AKP iktidarının ekonomi açısından özetini Özelleştirme İdaresi Başkan Yardımcısı Osman Demirci yaptı. Şöyle diyor Demirci:

"2004-2005 yıllarında özelleştirmede dünya ikincisiydik. Son dört yılın ortalamasına göre, dünya birin cisiyiz. Bizden önceki 20 yılda toplam 8 milyar dolarlık özelleştirme yapılmış. Biz 18 milyar dolarlık yaptık.

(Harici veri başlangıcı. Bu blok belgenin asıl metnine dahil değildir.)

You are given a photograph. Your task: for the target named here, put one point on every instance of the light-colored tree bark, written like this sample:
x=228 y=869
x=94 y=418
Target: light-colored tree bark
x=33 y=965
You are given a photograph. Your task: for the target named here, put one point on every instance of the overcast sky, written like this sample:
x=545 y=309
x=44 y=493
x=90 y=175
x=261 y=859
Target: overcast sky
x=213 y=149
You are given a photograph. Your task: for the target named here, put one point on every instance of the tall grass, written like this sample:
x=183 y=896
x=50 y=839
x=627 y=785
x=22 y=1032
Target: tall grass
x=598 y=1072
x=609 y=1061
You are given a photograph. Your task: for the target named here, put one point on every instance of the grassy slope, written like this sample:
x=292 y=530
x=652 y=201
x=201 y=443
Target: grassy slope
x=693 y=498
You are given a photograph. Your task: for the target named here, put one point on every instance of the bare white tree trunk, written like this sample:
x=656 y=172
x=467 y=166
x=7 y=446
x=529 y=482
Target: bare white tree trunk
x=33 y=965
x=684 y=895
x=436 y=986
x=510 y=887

Hedefimiz ulaşımda, köprüde, enerjide özelleştirme yapmak."

AKP'nin son 4.5 yılda sattıkları arasında telefondan gübre fabrikasına, bankadan limana kadar ne ararsan var.

Peki, bunların karşılığında Türkiye ne kazanmış?

Daha çok istihdam mı? Rakamlar gösteriyor ki, hayır.

Daha çok yatırım mı? Göstermelik açılışlar gösteriyor ki, hayır.

Daha az borçlanma mı? İstatistikler gösteriyor ki, hayır.

Bu durumda sormak gerekir:

Bu özelleştirmeler niçin yapıldı?

Bize göre yanıt şu:

Çokuluslu şirketler ve onların gelişmiş ülkeler destekli örgütleri istediği için.

AKP hükümeti, yıllarca elde ne varsa satıp, onların gelirini yabancı sermayenin Türkiye'ye girişi diye yutturdu, yutturmaya devam ediyor.

***

Millete ait satabildiği her şeyi satan, satamadıkları için de söz veren AKP, seçimlere şu söylemle giriyor:

Biz milletin gerçek temsilcisiyiz; öteki partiler, devletin...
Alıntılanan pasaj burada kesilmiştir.